Federal Reserve Vice Chairman Donald Kohn Speaks on The Financial Markets
The Vice Chairman started the meeting explaining why the economy is doing what it is doing today and how it has done so in the past.
Just like every other period in financial turbulence, this one has been marked by considerable uncertainty. Central banks, authorities, and private-market participants have been forced to make decisions based on incomplete information and understanding. One of the consequences of running the market with this degree of uncertainty is that the rules and criteria for taking actions seem a lot clearer in textbooks or to many commentators than they are to decision makers. Kohn gave an example of this stating that “the extent to which institutions are facing liquidity constraints as opposed to capital constraints, or the moral hazard consequences of policy actions, are inherently ambiguous in real time.”

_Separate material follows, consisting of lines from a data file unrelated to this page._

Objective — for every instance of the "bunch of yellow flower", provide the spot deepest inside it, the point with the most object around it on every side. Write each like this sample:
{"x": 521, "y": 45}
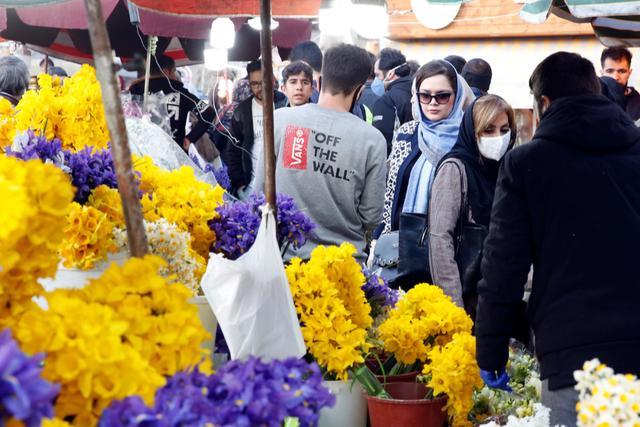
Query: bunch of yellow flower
{"x": 7, "y": 124}
{"x": 34, "y": 203}
{"x": 333, "y": 310}
{"x": 181, "y": 199}
{"x": 161, "y": 324}
{"x": 452, "y": 370}
{"x": 86, "y": 355}
{"x": 72, "y": 112}
{"x": 423, "y": 318}
{"x": 107, "y": 200}
{"x": 88, "y": 237}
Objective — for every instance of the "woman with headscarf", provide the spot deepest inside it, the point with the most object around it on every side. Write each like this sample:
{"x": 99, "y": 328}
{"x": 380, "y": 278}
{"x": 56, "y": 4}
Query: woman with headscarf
{"x": 440, "y": 97}
{"x": 464, "y": 184}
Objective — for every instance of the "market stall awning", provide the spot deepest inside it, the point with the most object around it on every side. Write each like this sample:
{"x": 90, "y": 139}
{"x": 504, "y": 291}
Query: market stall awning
{"x": 61, "y": 30}
{"x": 615, "y": 22}
{"x": 297, "y": 8}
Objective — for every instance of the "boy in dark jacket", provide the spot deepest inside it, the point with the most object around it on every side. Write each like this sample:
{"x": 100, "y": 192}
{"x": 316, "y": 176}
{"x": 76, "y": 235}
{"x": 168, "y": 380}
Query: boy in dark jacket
{"x": 245, "y": 147}
{"x": 568, "y": 203}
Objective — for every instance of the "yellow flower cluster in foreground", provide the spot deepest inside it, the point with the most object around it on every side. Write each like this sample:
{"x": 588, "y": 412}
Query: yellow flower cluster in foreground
{"x": 333, "y": 310}
{"x": 35, "y": 201}
{"x": 182, "y": 199}
{"x": 425, "y": 317}
{"x": 117, "y": 337}
{"x": 606, "y": 398}
{"x": 88, "y": 237}
{"x": 453, "y": 371}
{"x": 72, "y": 112}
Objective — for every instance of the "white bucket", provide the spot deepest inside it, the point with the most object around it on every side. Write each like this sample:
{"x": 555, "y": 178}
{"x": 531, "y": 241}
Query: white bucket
{"x": 208, "y": 320}
{"x": 350, "y": 409}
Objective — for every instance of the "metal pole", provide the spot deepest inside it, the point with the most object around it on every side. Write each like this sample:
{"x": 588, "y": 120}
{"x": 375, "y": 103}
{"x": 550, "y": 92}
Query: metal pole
{"x": 115, "y": 121}
{"x": 267, "y": 104}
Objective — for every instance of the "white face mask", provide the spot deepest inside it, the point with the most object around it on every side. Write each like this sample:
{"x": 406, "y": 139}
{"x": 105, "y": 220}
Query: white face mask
{"x": 494, "y": 147}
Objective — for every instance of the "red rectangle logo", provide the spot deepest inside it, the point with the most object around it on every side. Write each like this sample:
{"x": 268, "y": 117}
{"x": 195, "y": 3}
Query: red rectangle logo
{"x": 296, "y": 141}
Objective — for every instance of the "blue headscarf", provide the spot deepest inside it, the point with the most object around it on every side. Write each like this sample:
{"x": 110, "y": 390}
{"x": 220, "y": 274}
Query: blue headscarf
{"x": 435, "y": 140}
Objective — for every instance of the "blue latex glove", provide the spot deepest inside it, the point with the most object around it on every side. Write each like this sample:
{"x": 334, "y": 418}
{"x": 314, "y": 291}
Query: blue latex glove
{"x": 499, "y": 380}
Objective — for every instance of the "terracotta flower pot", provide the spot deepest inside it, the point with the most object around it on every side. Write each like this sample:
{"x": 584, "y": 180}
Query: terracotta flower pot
{"x": 409, "y": 377}
{"x": 407, "y": 408}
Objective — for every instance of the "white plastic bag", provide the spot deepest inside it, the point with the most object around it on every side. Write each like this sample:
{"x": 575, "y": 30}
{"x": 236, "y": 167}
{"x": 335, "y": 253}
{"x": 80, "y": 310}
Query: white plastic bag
{"x": 252, "y": 300}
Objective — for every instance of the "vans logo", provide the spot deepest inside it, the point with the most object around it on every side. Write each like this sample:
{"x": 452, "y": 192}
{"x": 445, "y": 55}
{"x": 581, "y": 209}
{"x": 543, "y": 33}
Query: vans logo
{"x": 296, "y": 141}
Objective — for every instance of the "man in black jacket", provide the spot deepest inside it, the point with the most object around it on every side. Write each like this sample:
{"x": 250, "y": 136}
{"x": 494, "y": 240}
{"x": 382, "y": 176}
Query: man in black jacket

Kohn also followed up explaining the moral hazard we have been experiencing as done previously by Frederick Mishkin in his speech about the subprime market. Moral hazard is created when individuals borrow money for investments where they stand to make a lot of money if the investment goes well, but if it doesn’t the bank bears most of the risk. Now why people should be bearing the responsibility for their poor judgment, it’s not beneficial to hold the economy hostage to teach a small segment of the population a lesson. Which is why the federal reserve has lowered rates two months in a row.